Checking the DataNode logs can also give us some idea like if they are sufferring from Memory limitations or if there are some repeated errors. We can check the DataNode memory utilization to see if they have enough memory and how much is being used currently.

# $JAVA_HOME/bin/jmap -heap $DATANODE_PID

- We can also check if the DataNode ports are accessible from other nodes and if there is any communication issue.

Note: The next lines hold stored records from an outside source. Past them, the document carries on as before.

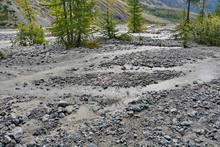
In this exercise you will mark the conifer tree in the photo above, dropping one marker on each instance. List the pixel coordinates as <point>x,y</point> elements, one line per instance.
<point>202,5</point>
<point>29,12</point>
<point>107,23</point>
<point>73,20</point>
<point>30,33</point>
<point>188,7</point>
<point>136,21</point>
<point>217,11</point>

From one datanode host please check if we can connect to other datanode port.

# telnet $DATANODE_HOSTNAME   $DATANODE_PORT

.

mike_bronson7 · ‎01-31-2018

from hdfs dfsadmin -report

what we can do with this - Missing blocks ( anythuing to do regarding that ? ) 

we got 

<br>hdfs dfsadmin -report
Configured Capacity: 8226130288640 (7.48 TB)
Present Capacity: 8225508617182 (7.48 TB)
DFS Remaining: 8205858544606 (7.46 TB)
DFS Used: 19650072576 (18.30 GB)
DFS Used%: 0.24%
Under replicated blocks: 4
Blocks with corrupt replicas: 0
Missing blocks: 4
Missing blocks (with replication factor 1): 0

Michael-Bronson

mike_bronson7 · ‎01-31-2018

regarding the - DATANODE_PID , how to find it ? ( I guess from the worker machine ? )

Michael-Bronson

jsensharma · ‎01-31-2018

@Michael Bronson

dfsadmin report might not be very helpful here.

Regarding the DataNode PID we can do any of the following to find out the PID of DataNode:

# ps -ef | grep DataNode
(OR)
# cat /var/run/hadoop/hdfs/hadoop-hdfs-datanode.pid

.

Also if you want to list the ports used by the DataNode then you can run the following command:

# netstat -tnlpa | grep `cat /var/run/hadoop/hdfs/hadoop-hdfs-datanode.pid`
(OR)
# netstat -tnlpa | grep $DATANODE_PID

.

mike_bronson7 · ‎01-31-2018

@Jay not see from the output something negetive , or maybe you want to add your opinion


/usr/jdk64/jdk1.8.0_112/bin/jmap  -heap 26765
Attaching to process ID 26765, please wait...
Debugger attached successfully.
Server compiler detected.
JVM version is 25.112-b15
using parallel threads in the new generation.
using thread-local object allocation.
Concurrent Mark-Sweep GC
Heap Configuration:
   MinHeapFreeRatio         = 40
   MaxHeapFreeRatio         = 70
   MaxHeapSize              = 1073741824 (1024.0MB)
   NewSize                  = 209715200 (200.0MB)
   MaxNewSize               = 209715200 (200.0MB)
   OldSize                  = 864026624 (824.0MB)
   NewRatio                 = 2
   SurvivorRatio            = 8
   MetaspaceSize            = 21807104 (20.796875MB)
   CompressedClassSpaceSize = 1073741824 (1024.0MB)
   MaxMetaspaceSize         = 17592186044415 MB
   G1HeapRegionSize         = 0 (0.0MB)
Heap Usage:
New Generation (Eden + 1 Survivor Space):
   capacity = 188743680 (180.0MB)
   used     = 13146000 (12.537002563476562MB)
   free     = 175597680 (167.46299743652344MB)
   6.9650014241536455% used
Eden Space:
   capacity = 167772160 (160.0MB)
   used     = 7374968 (7.033317565917969MB)
   free     = 160397192 (152.96668243408203MB)
   4.3958234786987305% used
From Space:
   capacity = 20971520 (20.0MB)
   used     = 5771032 (5.503684997558594MB)
   free     = 15200488 (14.496315002441406MB)
   27.51842498779297% used
To Space:
   capacity = 20971520 (20.0MB)
   used     = 0 (0.0MB)
   free     = 20971520 (20.0MB)
   0.0% used
concurrent mark-sweep generation:
   capacity = 864026624 (824.0MB)
   used     = 25506528 (24.324920654296875MB)
   free     = 838520096 (799.6750793457031MB)
   2.952053477463213% used

Michael-Bronson

tanmoy_official · ‎01-24-2019

Once the file is corruputed, you cannot recover from this even after setting dfs.client.block.write.replace-datanode-on-failure.policy=NEVER and restarting HDFS. As a work-around, I created a copy of the file and removed the old one.